Q: May business owners buy fixed assets in the end-of-year month December and still get 100% deduction?
A: Yes. A business owner may include the full amount of a qualified asset purchased by his or her company in the Section 179 computations, even if the business purchased the asset on December 31.
Note that the business itself may take the full amount of depreciation for the year under the depreciation scheme it chose in the year of purchase. Or it may attempt to match the depreciation stream with the life of the asset. For example, if a company purchased a fixed asset on October 1, it could take a full year's depreciation or, if it chose to do so, take only 25% of the allowable full year's depreciation expense. It had the asset only three months; therefore it used up only 1/4 of the first year depreciation.

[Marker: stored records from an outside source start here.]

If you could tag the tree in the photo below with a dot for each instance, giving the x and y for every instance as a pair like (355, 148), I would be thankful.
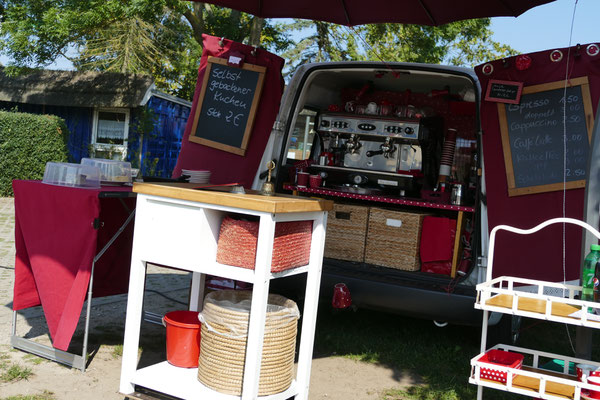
(158, 37)
(463, 43)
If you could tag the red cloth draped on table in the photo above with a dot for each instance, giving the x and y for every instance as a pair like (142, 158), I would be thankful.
(227, 167)
(56, 243)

Q: For a Subchapter S corporation, Partnerships, and LLCs is the owner payout rate affected by the Section 179 Deduction?
A: No. It is not impacted by the Section 179 Deduction since the sum of distributions and loans to owners are measured against accrual net income. Accrual net income for any business organization is not impacted by the Section 179 Deduction.
Q: How does the Section 179 Deduction impact operating cash flow?
A: It has no impact on operating cash flow since operating cash flow should be based on accrual financial statements which are not impacted by the Section 179 Deduction. Even with tax returns, it has no impact since, as a non-cash charge for Subchapter C corporations and Sole Proprietorships, it is removed in computing operating cash flow. Further, it does not appear on the tax return income statements – Schedules 112OS and Schedule 1065 – and therefore is not an issue in computing operating cash flow for Subchapter S corporations, partnerships, and LLCs.
Q: Some of my contractor customers have benefited greatly from the Section 179 Deduction. Did they sunset in 2018 or were they rolled over in 2019?
A: No. They don't sunset. Presumably the current levels and definitions of qualified assets are “permanent” according to Congress.